Learning Multi-Object Dynamics with Compositional Neural Radiance Fields

Danny Driess Zhiao Huang Yunzhu Li Russ Tedrake Marc Toussaint

TU Berlin, MIT, UC San Diego

Box Sorting Task with 4 Objects

The video shows the closed-loop visual planning and execution result in the simulator. The goal is to move all yellow blocks to the top and all blue to the bottom. The initial state is relatively adversarial, i.e. a greedy strategy of just pushing the objects straight to the goal region would fail. Notice how the planned behavior sometimes leads to multiple objects being pushed at once, as it reduces the cost most.

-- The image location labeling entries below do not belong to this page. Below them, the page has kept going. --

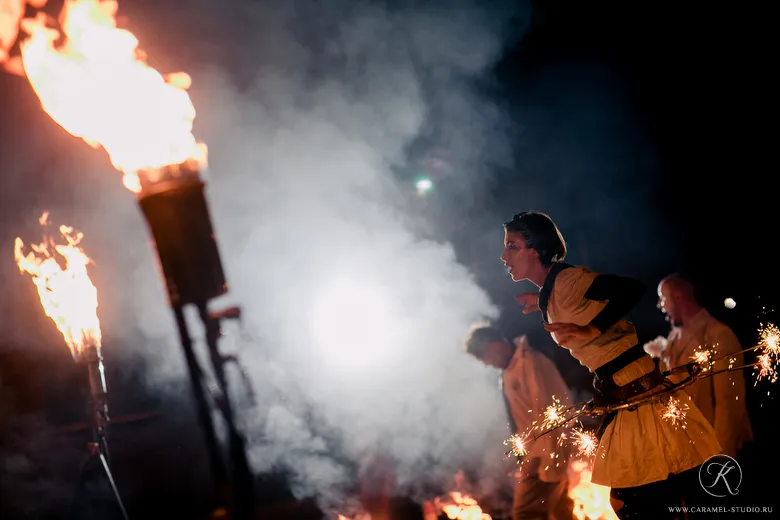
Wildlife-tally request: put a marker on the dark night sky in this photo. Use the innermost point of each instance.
(639, 126)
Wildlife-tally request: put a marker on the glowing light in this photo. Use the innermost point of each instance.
(585, 441)
(93, 81)
(675, 413)
(68, 297)
(424, 185)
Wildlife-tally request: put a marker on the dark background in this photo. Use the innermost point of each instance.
(691, 77)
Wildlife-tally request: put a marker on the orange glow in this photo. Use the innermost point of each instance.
(67, 294)
(97, 87)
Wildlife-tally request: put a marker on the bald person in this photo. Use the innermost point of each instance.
(721, 398)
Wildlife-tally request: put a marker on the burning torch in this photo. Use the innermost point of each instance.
(173, 201)
(69, 298)
(92, 80)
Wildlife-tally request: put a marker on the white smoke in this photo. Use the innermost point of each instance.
(308, 108)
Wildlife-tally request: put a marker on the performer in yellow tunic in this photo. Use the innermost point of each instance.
(647, 460)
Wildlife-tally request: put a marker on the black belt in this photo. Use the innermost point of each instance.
(608, 392)
(603, 383)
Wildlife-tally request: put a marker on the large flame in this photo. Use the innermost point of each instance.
(67, 294)
(91, 79)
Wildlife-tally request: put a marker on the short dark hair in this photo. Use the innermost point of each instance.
(541, 234)
(479, 336)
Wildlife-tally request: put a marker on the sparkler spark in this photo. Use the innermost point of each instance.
(518, 445)
(769, 339)
(675, 413)
(704, 358)
(554, 415)
(67, 294)
(766, 368)
(585, 442)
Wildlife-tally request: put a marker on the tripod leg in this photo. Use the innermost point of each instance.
(111, 482)
(97, 496)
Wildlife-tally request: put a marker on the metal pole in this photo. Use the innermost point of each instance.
(243, 479)
(203, 409)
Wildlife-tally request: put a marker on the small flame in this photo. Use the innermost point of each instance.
(463, 507)
(591, 501)
(97, 87)
(554, 415)
(517, 443)
(67, 294)
(675, 412)
(704, 358)
(585, 441)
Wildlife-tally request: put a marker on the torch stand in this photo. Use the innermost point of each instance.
(95, 469)
(174, 205)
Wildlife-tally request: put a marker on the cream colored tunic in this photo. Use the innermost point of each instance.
(639, 446)
(720, 398)
(530, 382)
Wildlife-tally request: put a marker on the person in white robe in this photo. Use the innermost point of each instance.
(720, 398)
(641, 455)
(529, 382)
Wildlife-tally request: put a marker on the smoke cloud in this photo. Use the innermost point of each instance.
(356, 306)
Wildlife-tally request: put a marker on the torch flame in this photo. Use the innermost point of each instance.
(96, 87)
(67, 294)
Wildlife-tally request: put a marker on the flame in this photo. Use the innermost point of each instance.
(459, 506)
(67, 294)
(591, 501)
(675, 412)
(96, 86)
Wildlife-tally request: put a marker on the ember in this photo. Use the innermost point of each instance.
(66, 292)
(591, 501)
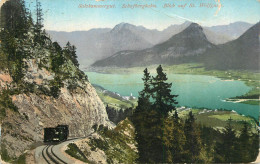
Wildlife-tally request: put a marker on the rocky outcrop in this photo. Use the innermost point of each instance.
(80, 108)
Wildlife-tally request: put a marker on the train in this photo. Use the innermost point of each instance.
(57, 134)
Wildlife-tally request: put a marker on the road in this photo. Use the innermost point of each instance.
(55, 154)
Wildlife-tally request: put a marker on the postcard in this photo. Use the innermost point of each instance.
(129, 81)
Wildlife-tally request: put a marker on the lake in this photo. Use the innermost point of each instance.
(194, 90)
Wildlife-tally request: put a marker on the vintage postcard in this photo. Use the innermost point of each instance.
(129, 81)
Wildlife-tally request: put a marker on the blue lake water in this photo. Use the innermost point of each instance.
(193, 90)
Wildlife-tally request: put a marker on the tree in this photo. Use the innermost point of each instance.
(174, 140)
(161, 92)
(226, 150)
(70, 51)
(141, 119)
(39, 18)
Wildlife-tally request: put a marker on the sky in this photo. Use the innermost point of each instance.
(65, 15)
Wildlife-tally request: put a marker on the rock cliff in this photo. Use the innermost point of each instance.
(41, 85)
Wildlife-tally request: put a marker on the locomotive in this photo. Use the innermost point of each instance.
(58, 134)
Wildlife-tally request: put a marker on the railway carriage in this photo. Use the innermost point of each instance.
(58, 134)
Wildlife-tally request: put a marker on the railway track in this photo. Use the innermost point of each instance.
(50, 157)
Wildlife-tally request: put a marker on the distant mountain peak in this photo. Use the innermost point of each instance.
(193, 31)
(122, 26)
(193, 27)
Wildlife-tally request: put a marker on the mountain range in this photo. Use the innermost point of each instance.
(97, 44)
(192, 45)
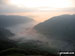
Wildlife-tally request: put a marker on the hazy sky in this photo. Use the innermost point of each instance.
(40, 10)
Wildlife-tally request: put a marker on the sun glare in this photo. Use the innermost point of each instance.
(42, 3)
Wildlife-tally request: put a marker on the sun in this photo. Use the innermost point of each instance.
(51, 4)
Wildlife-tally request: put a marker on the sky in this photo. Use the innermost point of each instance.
(39, 10)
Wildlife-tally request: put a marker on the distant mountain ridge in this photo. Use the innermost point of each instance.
(11, 20)
(60, 28)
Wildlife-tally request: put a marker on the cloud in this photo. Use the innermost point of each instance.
(7, 8)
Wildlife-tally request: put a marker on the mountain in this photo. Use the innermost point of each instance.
(12, 20)
(59, 28)
(5, 42)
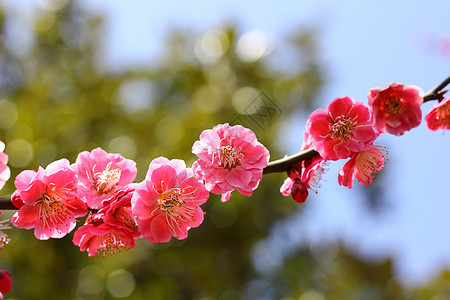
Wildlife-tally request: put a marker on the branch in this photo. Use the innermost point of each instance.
(282, 165)
(437, 93)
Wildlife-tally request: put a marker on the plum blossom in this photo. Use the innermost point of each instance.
(303, 176)
(113, 228)
(363, 165)
(343, 127)
(167, 203)
(230, 157)
(47, 200)
(5, 282)
(5, 173)
(439, 116)
(101, 175)
(4, 238)
(396, 108)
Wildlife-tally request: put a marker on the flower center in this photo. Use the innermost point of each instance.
(55, 208)
(369, 162)
(229, 157)
(342, 128)
(394, 106)
(106, 180)
(170, 201)
(110, 243)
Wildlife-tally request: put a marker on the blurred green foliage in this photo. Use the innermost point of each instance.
(57, 99)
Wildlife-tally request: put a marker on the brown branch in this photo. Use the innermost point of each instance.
(437, 93)
(282, 165)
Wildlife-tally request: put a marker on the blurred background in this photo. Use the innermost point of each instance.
(145, 78)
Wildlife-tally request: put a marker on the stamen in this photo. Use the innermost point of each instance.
(55, 209)
(342, 128)
(229, 157)
(110, 243)
(394, 106)
(172, 203)
(106, 180)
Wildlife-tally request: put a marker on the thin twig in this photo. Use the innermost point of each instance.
(6, 204)
(437, 93)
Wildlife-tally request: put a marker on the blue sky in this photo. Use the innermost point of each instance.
(363, 44)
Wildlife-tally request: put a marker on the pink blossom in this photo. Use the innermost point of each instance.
(396, 108)
(230, 157)
(341, 128)
(101, 175)
(5, 282)
(303, 176)
(167, 203)
(5, 173)
(439, 116)
(363, 165)
(113, 228)
(47, 200)
(296, 189)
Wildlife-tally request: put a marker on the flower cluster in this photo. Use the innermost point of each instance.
(347, 129)
(167, 203)
(119, 211)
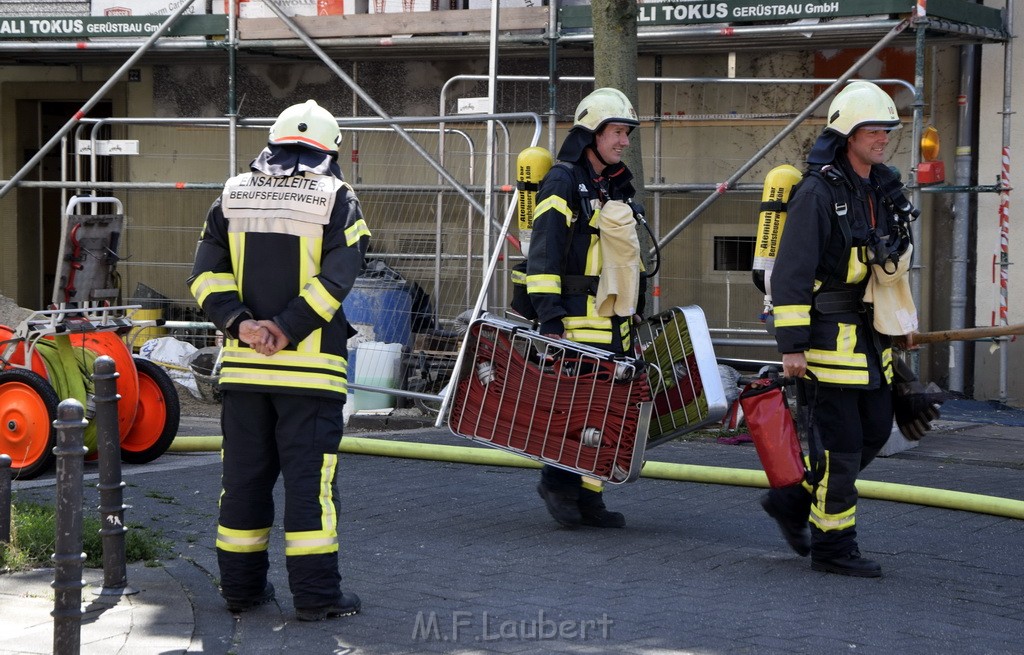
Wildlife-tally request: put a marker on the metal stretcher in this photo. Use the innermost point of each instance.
(583, 408)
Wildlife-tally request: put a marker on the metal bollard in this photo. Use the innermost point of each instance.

Box Sorting Task with 6 Objects

This video shows the closed-loop visual planning and execution result in the simulator for a box-sorting task with 6 objects. The model has been trained on scenes that contain exactly 4 objects. Due to the structure of our proposed framework, the model is able to generalize to more objects than during training and therefore solve this complex box sorting task.

Predictions of the Model during Planning

This video shows the predictions of the model for a very long horizon, after observing the scene only at the beginning. Although it is clearly not perfect, given how many steps it predicts into the future, both the reconstructions and the dynamics behavior is still qualitatively useful. There is not much drift of the objects, which is achieved through by exploiting the adjacency matrix estimation from the model itself.

Influence of Estimating the Adjacency Matrix

This video shows the predictions of the model after observing the scene only once at the beginning. The right video corresponds to a case where the adjacency matrix is only estimated for every time step, but not during message passing (Sec. VII.C-2) and the quasi static assumption (Sec. VII.C-1) is not exploited. When expoliting the information in the estimated adjacency matrix from the model fully, the predictions are more stable into the future with little drift.

Comparison to Dense Adjacency Matrix

Here we compare to using a GNN with a dense adjacency matrix (Sec. VII.C-3). As one can see, a dense adjacency matrix leads to significantly more drift compared to our proposed method of estimating the adjacency matrix from the model's own prediction. This drift is the reason why planning with a model using a dense adjacency matrix fails (Table 1 in the paper).

Comparison to CNN Decoder

Replacing the compositional NeRF decoder with a 2D compositional CNN decoder, not only the reconstruction at the very beginning is significantly less sharp, the predictions become very quickly useless after only a few time steps with the CNN decoder based model.

Predictions of the Model on Test Data with 4 Objects

Here we show the forward predictions of the learned model on a test dataset containing 4 objects. Each scene is observed only once and the subsequent reconstructions are purely generated from the model's own predictions. The images in the top row are rendered with the learned model.

Scene Generation

This video shows how novel scenes can be composed/transformed with the model. In the first part, objects are observed individually and then composed into a scene while applying rigid transformations to the objects. In the second part, rigid transformations are applied to individual objects in an observed scene. Note that the rigid transformations are achieved through the implicit object encoder, i.e. the transformed object lead to new latent vectors describing their configuration in the scene and not only the appearance/rendered image changes. All images with black background are rendered through the model.